One of the main people behind that prank-demonstration was Henrik “Henna” Peschel, who later became a prolific underground film-maker. He and I were the first ones who regularly took photos at hardcore-punk shows at the Hafenstrasse in the mid- to late 80`s. After the success of that happening Henna and some friends put together a press-package and took on more actions.
In April 1990 Henna asked me to do a cover-drawing for a upcoming 45 by his fictitious group “The Tie-Breaks”. To the music of Tony Christie´s “Is this the Way to Amarillo” they were singing “Ist das der Weg zur Hafenstrasse?” (Is this the way to the Hafenstrasse?). When I showed the finished artwork to Henna he complained there were not enough black bloc people on it. So I had to draw some more and just glued them on the paper.
In 1990 I was already on my way out of the hardcore punk scene, more interested in opening up in many ways and also preparing my first autobiographical comic book Artige Zeiten. Henna had befriended some more bohemian Hamburg musicians like Rocko Schamoni ( who among others is singing on this record) and the guys that later developed into Tocotronic. At that moment we were still connected to the Hardcore scene and to the people that took part in the prank-demonstration. That scene, though strict and often restricting, had nurtured us and given us a platform for our activities. It had inspired us and it had made us proud that we were taking part in something that was worth believing in.

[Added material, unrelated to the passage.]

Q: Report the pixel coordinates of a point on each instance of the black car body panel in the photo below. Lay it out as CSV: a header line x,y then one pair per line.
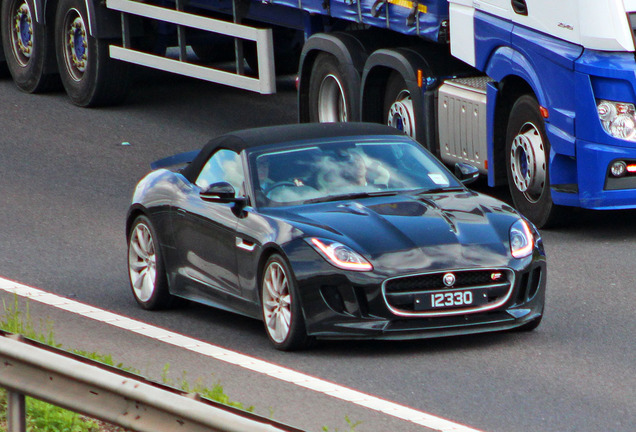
x,y
214,251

The Hafenstrasse squat had been the focal point of the radical left and the squatters movement but also housed the Störtebeker venue, the home of the Hamburg hardcore-punk scene. We had been to a lot of demonstrations defending it and had seen countless bands there and made tons of friends. It meant a lot to us.
This one sided schlager record, as silly as it sounds , is really a tribute to the Hafenstrasse.